Lebanon’s parliament on Tuesday postponed municipal elections for up to a year for a second time amid concerns the government would not be able to secure the needed funding in time for the polling.
The delay comes as Lebanon’s economy and infrastructure continue to crumble, with legislators in the deeply divided parliament unable to reach a settlement to end a presidential vacuum for almost six months, The Associated Press said.
Lebanon has also been without a fully functioning government for nearly a year as Prime Minister Najib Mikati is heading a caretaker Cabinet with limited functions.
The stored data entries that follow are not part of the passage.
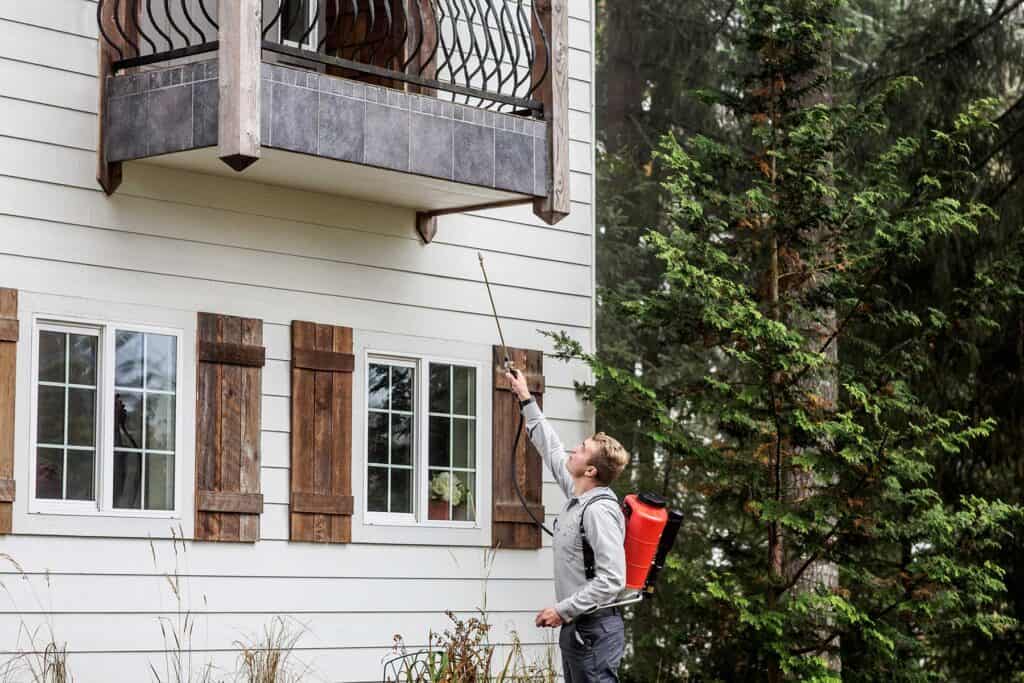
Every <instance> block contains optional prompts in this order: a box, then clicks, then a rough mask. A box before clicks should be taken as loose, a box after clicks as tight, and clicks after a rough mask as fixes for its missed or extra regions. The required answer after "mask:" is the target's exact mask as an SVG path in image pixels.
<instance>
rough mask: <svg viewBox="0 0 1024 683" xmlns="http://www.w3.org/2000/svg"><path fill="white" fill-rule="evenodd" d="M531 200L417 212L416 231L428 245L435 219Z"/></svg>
mask: <svg viewBox="0 0 1024 683" xmlns="http://www.w3.org/2000/svg"><path fill="white" fill-rule="evenodd" d="M532 202H534V200H532V199H522V200H506V201H504V202H490V203H489V204H473V205H470V206H462V207H456V208H454V209H437V210H436V211H417V212H416V229H417V231H418V232H419V233H420V237H421V238H423V242H424V243H425V244H430V243H431V242H433V240H434V236H436V234H437V217H438V216H446V215H449V214H453V213H466V212H467V211H483V210H484V209H503V208H505V207H509V206H519V205H520V204H530V203H532Z"/></svg>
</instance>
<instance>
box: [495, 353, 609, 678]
mask: <svg viewBox="0 0 1024 683" xmlns="http://www.w3.org/2000/svg"><path fill="white" fill-rule="evenodd" d="M506 378H507V379H508V381H509V383H510V384H511V385H512V389H513V391H515V393H516V395H517V396H518V397H519V405H520V410H521V411H522V414H523V416H524V417H525V418H526V433H527V434H529V439H530V441H532V443H534V445H535V446H536V447H537V451H538V453H540V454H541V457H542V458H544V462H545V463H546V464H547V466H548V469H550V470H551V473H552V474H553V475H554V477H555V481H556V482H558V485H559V487H560V488H561V489H562V492H563V493H564V494H565V497H566V498H567V499H568V501H567V502H566V503H565V506H564V507H563V508H562V511H561V513H560V514H559V515H558V519H557V520H556V521H555V529H554V533H555V536H554V539H553V542H552V546H553V550H554V556H555V599H556V600H557V603H556V604H555V605H554V606H552V607H548V608H546V609H543V610H541V612H540V613H538V615H537V620H536V623H537V626H539V627H552V628H554V627H556V626H560V627H561V632H560V633H559V636H558V645H559V647H560V649H561V651H562V666H563V668H564V670H565V683H607V682H615V681H617V680H618V674H617V671H618V663H620V661H621V660H622V658H623V650H624V648H625V646H626V640H625V637H624V634H623V617H622V615H621V614H620V613H618V609H617V608H615V607H604V608H599V607H600V606H601V605H605V604H608V603H610V602H613V601H614V599H615V597H616V596H617V595H618V593H620V592H621V591H622V590H623V588H624V587H625V585H626V552H625V550H624V548H623V544H624V540H625V538H626V522H625V520H624V518H623V513H622V510H621V509H620V507H618V501H617V499H616V498H615V495H614V493H612V490H611V489H610V488H609V487H608V486H609V484H611V482H612V481H614V480H615V479H616V478H617V477H618V475H620V474H622V472H623V469H624V468H625V467H626V464H627V463H628V462H629V454H628V453H627V452H626V449H624V447H623V446H622V444H621V443H620V442H618V441H616V440H615V439H613V438H611V437H610V436H608V435H606V434H604V433H603V432H598V433H597V434H594V435H593V436H592V437H590V438H588V439H586V440H584V442H583V443H581V444H580V445H578V446H577V447H575V450H573V451H572V452H571V453H570V454H569V455H568V456H566V455H565V450H564V449H563V447H562V442H561V440H560V439H559V438H558V435H557V434H556V433H555V430H554V429H552V428H551V425H549V424H548V421H547V420H546V419H545V417H544V415H543V414H542V413H541V409H540V408H539V407H538V404H537V402H536V401H535V400H534V398H532V397H531V396H530V393H529V389H528V388H527V386H526V382H525V379H524V378H523V377H522V374H521V373H516V374H515V375H513V374H511V373H506ZM581 517H582V520H581ZM581 521H582V529H583V531H584V532H585V533H586V540H587V543H588V544H589V545H590V547H591V548H592V549H593V560H594V566H593V568H592V570H591V571H587V569H586V568H585V563H584V550H583V549H584V539H583V536H582V535H581ZM588 573H591V574H592V577H591V578H588Z"/></svg>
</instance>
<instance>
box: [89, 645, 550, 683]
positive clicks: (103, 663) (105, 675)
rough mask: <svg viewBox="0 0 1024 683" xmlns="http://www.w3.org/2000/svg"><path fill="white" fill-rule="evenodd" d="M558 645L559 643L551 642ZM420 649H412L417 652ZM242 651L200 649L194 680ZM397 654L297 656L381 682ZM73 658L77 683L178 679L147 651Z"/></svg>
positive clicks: (346, 651)
mask: <svg viewBox="0 0 1024 683" xmlns="http://www.w3.org/2000/svg"><path fill="white" fill-rule="evenodd" d="M550 647H555V648H556V649H557V645H551V646H550ZM415 649H417V648H410V651H414V650H415ZM523 649H524V650H525V655H526V659H527V661H535V660H536V661H540V660H543V659H544V657H546V656H548V653H549V650H550V648H546V647H545V646H542V645H529V646H526V647H524V648H523ZM504 652H505V649H504V648H499V649H498V652H497V653H496V655H495V658H496V659H499V660H500V661H502V663H503V661H504V657H505V654H504ZM237 656H238V654H237V653H236V652H223V651H204V650H198V651H197V652H195V653H194V654H193V657H191V658H190V659H189V660H190V661H191V663H193V667H194V671H195V672H196V674H194V679H193V680H199V676H198V674H199V673H200V667H201V666H202V665H205V664H206V663H207V661H209V663H211V664H212V666H213V674H214V679H215V680H216V676H217V675H218V674H223V673H225V672H231V671H234V668H236V667H237V666H238V661H237V660H236V659H237ZM393 656H395V654H394V651H393V647H392V646H391V645H387V646H380V647H376V648H361V649H351V650H317V649H307V650H300V651H299V652H298V653H297V654H296V656H295V657H294V660H295V664H296V665H297V666H296V671H299V672H301V671H304V670H305V669H306V668H308V669H311V670H313V671H317V672H328V673H325V674H322V675H321V677H316V678H313V679H312V680H316V681H322V680H323V681H331V683H341V682H344V683H379V682H380V681H381V680H382V678H381V673H382V671H383V666H384V661H386V660H387V659H390V658H391V657H393ZM72 658H73V660H74V661H76V663H81V667H82V668H83V669H84V670H85V671H87V674H86V675H84V676H80V675H79V674H78V673H77V672H76V674H75V681H76V683H111V681H125V680H127V679H125V678H123V676H124V674H125V672H126V671H130V672H139V674H138V677H137V678H135V679H131V680H133V681H148V680H152V679H153V677H152V674H150V663H151V661H152V663H153V664H154V666H155V667H156V668H157V671H158V673H159V674H160V675H161V677H162V678H163V680H174V679H173V678H171V677H172V676H173V675H174V674H173V670H172V671H171V672H170V674H168V673H165V670H164V659H163V658H162V657H161V656H156V655H154V654H146V653H106V652H89V653H78V652H72Z"/></svg>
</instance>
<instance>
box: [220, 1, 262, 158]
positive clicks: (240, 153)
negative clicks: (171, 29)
mask: <svg viewBox="0 0 1024 683" xmlns="http://www.w3.org/2000/svg"><path fill="white" fill-rule="evenodd" d="M218 16H219V19H220V20H219V25H220V26H219V30H218V46H217V59H218V71H217V78H218V87H219V91H220V108H219V113H218V115H217V116H218V119H217V156H218V157H220V160H221V161H223V162H224V163H225V164H227V165H228V166H230V167H231V168H232V169H234V170H236V171H243V170H245V169H246V168H248V167H249V166H250V165H251V164H253V163H254V162H255V161H256V160H258V159H259V157H260V55H261V54H262V43H261V40H262V36H261V22H262V2H261V0H233V1H232V2H221V3H220V8H219V14H218Z"/></svg>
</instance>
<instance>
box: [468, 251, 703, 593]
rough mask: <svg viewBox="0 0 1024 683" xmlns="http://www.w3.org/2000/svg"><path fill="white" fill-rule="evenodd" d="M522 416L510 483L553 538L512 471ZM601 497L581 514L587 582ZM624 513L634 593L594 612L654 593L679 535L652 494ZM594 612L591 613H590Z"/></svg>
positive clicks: (484, 277) (503, 364)
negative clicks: (659, 575) (589, 512)
mask: <svg viewBox="0 0 1024 683" xmlns="http://www.w3.org/2000/svg"><path fill="white" fill-rule="evenodd" d="M476 255H477V257H478V258H479V259H480V270H481V271H482V272H483V284H484V285H485V286H486V288H487V298H489V299H490V310H492V311H493V312H494V314H495V323H496V324H497V325H498V337H499V339H501V342H502V355H503V356H504V358H505V360H504V362H503V366H504V368H505V370H506V371H507V372H509V373H511V374H512V375H514V376H516V377H518V376H519V371H518V370H517V369H516V367H515V364H514V362H512V358H511V356H509V352H508V347H507V346H506V345H505V334H504V333H503V332H502V323H501V318H499V317H498V308H497V307H496V306H495V297H494V295H493V294H492V293H490V282H489V281H488V280H487V270H486V268H484V267H483V255H482V254H480V253H479V252H477V254H476ZM524 423H525V417H524V416H523V415H522V414H521V413H520V415H519V426H518V427H517V428H516V432H515V440H514V441H513V442H512V458H510V459H509V462H510V467H511V468H512V477H511V478H512V483H513V484H514V485H515V493H516V496H517V497H518V498H519V503H521V504H522V507H523V509H524V510H525V511H526V514H527V515H528V516H529V518H530V519H531V520H534V523H535V524H537V525H538V527H540V528H541V529H543V530H544V532H545V533H547V535H548V536H551V537H553V536H554V533H552V532H551V529H549V528H548V527H547V526H545V524H544V522H542V521H541V520H540V519H538V518H537V517H536V516H535V515H534V512H532V511H531V510H530V507H529V505H527V504H526V498H525V497H524V496H523V494H522V489H521V488H520V487H519V478H518V477H517V476H516V472H515V465H516V463H515V454H516V452H517V451H518V449H519V437H520V435H521V434H522V431H523V424H524ZM602 498H604V499H608V500H613V499H611V497H610V496H600V497H596V498H592V499H591V500H590V501H588V502H587V503H586V505H585V507H584V509H583V512H582V513H581V515H580V532H581V536H582V537H583V554H584V569H585V575H586V577H587V579H588V580H590V579H593V578H594V551H593V549H592V548H591V546H590V544H589V543H588V541H587V532H586V529H584V525H583V517H584V515H585V514H586V513H587V507H589V506H590V504H591V503H594V502H595V501H598V500H601V499H602ZM622 508H623V514H624V515H625V516H626V543H625V550H626V590H628V591H633V593H632V594H631V595H627V596H626V597H624V598H623V599H621V600H616V601H614V602H610V603H608V604H604V605H598V606H596V607H594V610H597V609H603V608H605V607H618V606H623V605H629V604H634V603H636V602H640V601H641V600H643V599H644V598H645V597H648V596H650V595H653V594H654V585H655V583H656V582H657V575H658V573H660V571H662V569H663V568H664V567H665V560H666V558H667V557H668V555H669V551H671V550H672V546H673V545H674V544H675V542H676V537H677V536H678V535H679V526H680V525H681V524H682V521H683V515H682V513H680V512H678V511H676V510H669V509H668V505H667V504H666V501H665V499H663V498H662V497H659V496H656V495H654V494H649V493H641V494H629V495H628V496H626V498H625V499H624V500H623V504H622ZM591 611H593V610H591Z"/></svg>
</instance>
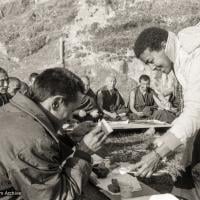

The country has also been in a severe economic crisis since late 2019, with three-quarters of the population now living in poverty.
Lebanon’s municipality elections were originally slated for May 2022 but were postponed for a year because they coincided with parliamentary elections, which brought in a dozen reformist lawmakers running on anti-establishment platforms.
Earlier this month, caretaker Interior Minister Bassam Mawlawi, whose ministry oversees elections, said that Lebanon was ready to hold timely municipality elections, and that he had secured funding from the European Union and the United Nations to ease the burden on the country’s shoestring budget.
Both the EU and the UN have urged the crisis-hit country to hold elections on time.
However, legislators have yet to pass a draft law that would secure an advance to the Interior Ministry.
Deputy Speaker Elias Bou Saab said in a parliamentary committee session on funding that holding the vote on time would be “impossible" and added that Mawlawi’s representative had told lawmakers they could not secure the funds despite the interior minister's claims.
Lebanon’s last municipal elections in 2016 saw low voter turnout. In Beirut, local media reported a 20% voter turnout, whereas 48% of voters in Baalbek near the Syrian border cast their ballots.
In Lebanon’s sect-based power-sharing system, citizens only directly vote in parliamentary and municipal elections. Parliamentarians, split evenly between Muslim and Christian sects vote for a Maronite Christian president, who then negotiates alongside them to bring in a Sunni Muslim prime minister. The speaker of parliament is a Shiite Muslim.